A Review of Real-World Evidence in Non-Oncology Submissions Made to Four Health Technology Assessment (HTA) Agencies

OBJECTIVES: Health Technology Assessment (HTA) agencies are showing increased interest in real-world evidence (RWE) in support of pivotal trial data with HTA identified evidence gaps within reimbursement submissions. Our objective was to discover how RWE was appraised in non-oncology submissions by select HTA agencies.

METHODS: Reimbursement review reports of non-oncology submissions from Canadian Agency for Drugs and Technologies in Health (CADTH), Institut national d'excellence en santé et services sociaux (INESSS), National Institute for Health and Care Excellence (NICE), Pharmaceutical Benefits Advisory Committee (PBAC) for 2021 and 2022 were reviewed to extract data.

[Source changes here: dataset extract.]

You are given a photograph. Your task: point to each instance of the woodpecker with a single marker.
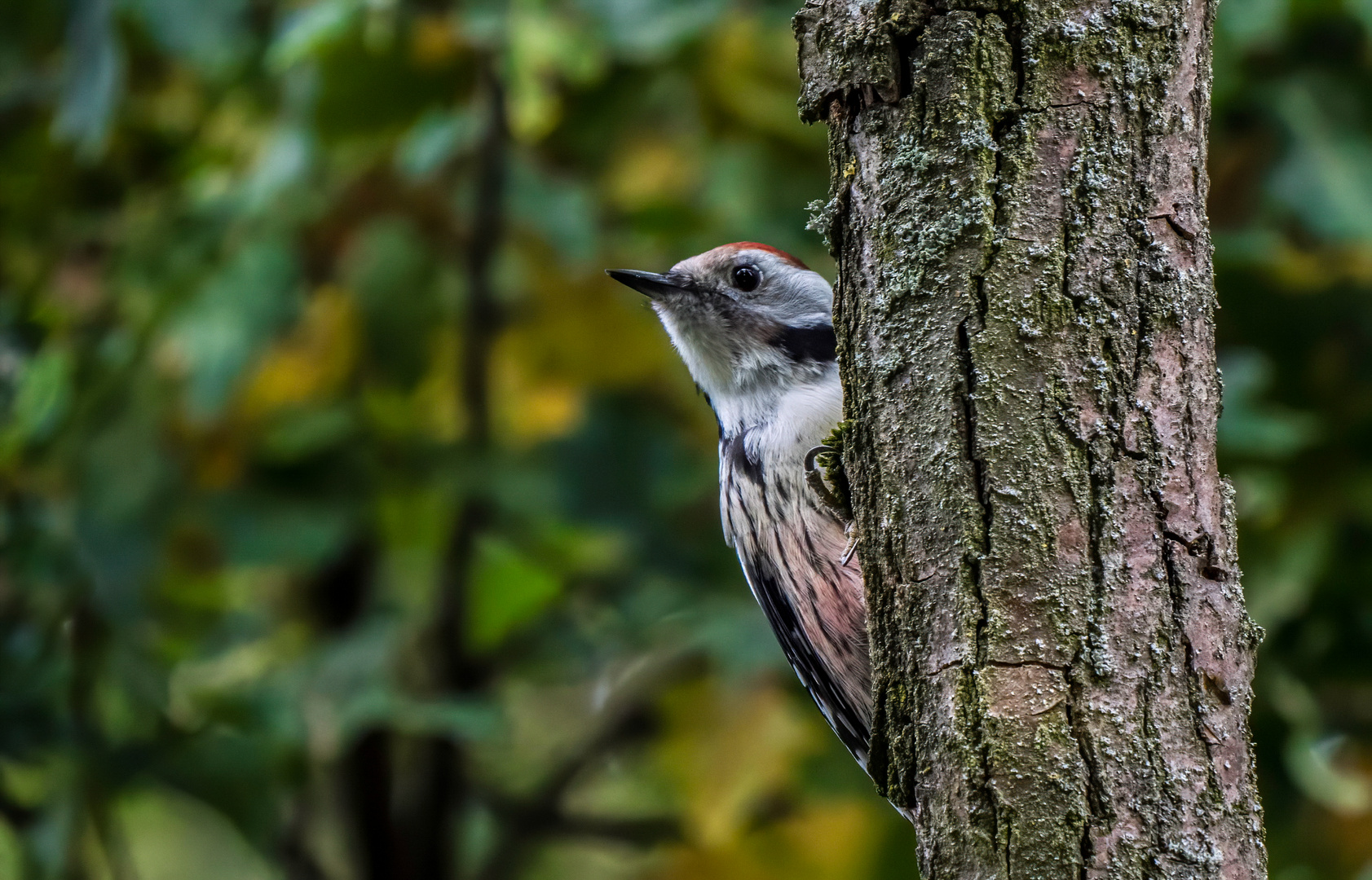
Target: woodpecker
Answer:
(755, 328)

RESULTS: Overall, 11/72 (15%) of submissions to CADTH, 34/141 (24%) of submissions to INESSS, 19/71 of submissions (27%) to NICE, and 23/188 (12%) of submissions to PBAC included RWE in their evidence. Critique of the RWE evidence was provided in 9/11 (82%) of CADTH submissions; 1/34 (3%) by INESSS; 8/19 (42%) by NICE Evidence Review Group; 11/23 (48%) of PBAC submissions. The chief critiques for RWE were non-comparative design, limited follow-up, low sample sizes, and selection bias. Overall, for all submissions that included RWE, 9/11 submissions (82%) for CADTH, 25/34 submissions (74%) for INESSS, 18/19 submissions (95%) for NICE, and 11/23 submissions (48%) for PBAC received a positive reimbursement recommendation. Of these positive recommendations, clinical benefit from the RWE was acknowledged in 7/9 (78%) submissions for CADTH, 15/25 (60%) submissions for INESSS, 12/18 submissions (75%) for NICE, 8/11 submissions (73%) for PBAC. Of the submissions with RWE, 82% of submissions to CADTH, 32% to INESSS, 53% to NICE, and 78% to PBAC were for rare disease indications.

CONCLUSIONS: This review showed that the inclusion of RWE in support of reimbursement submissions is low overall, with the exception of rare disease submissions. RWE inclusion appears to support the clinical benefit assessment of the reviewed therapies.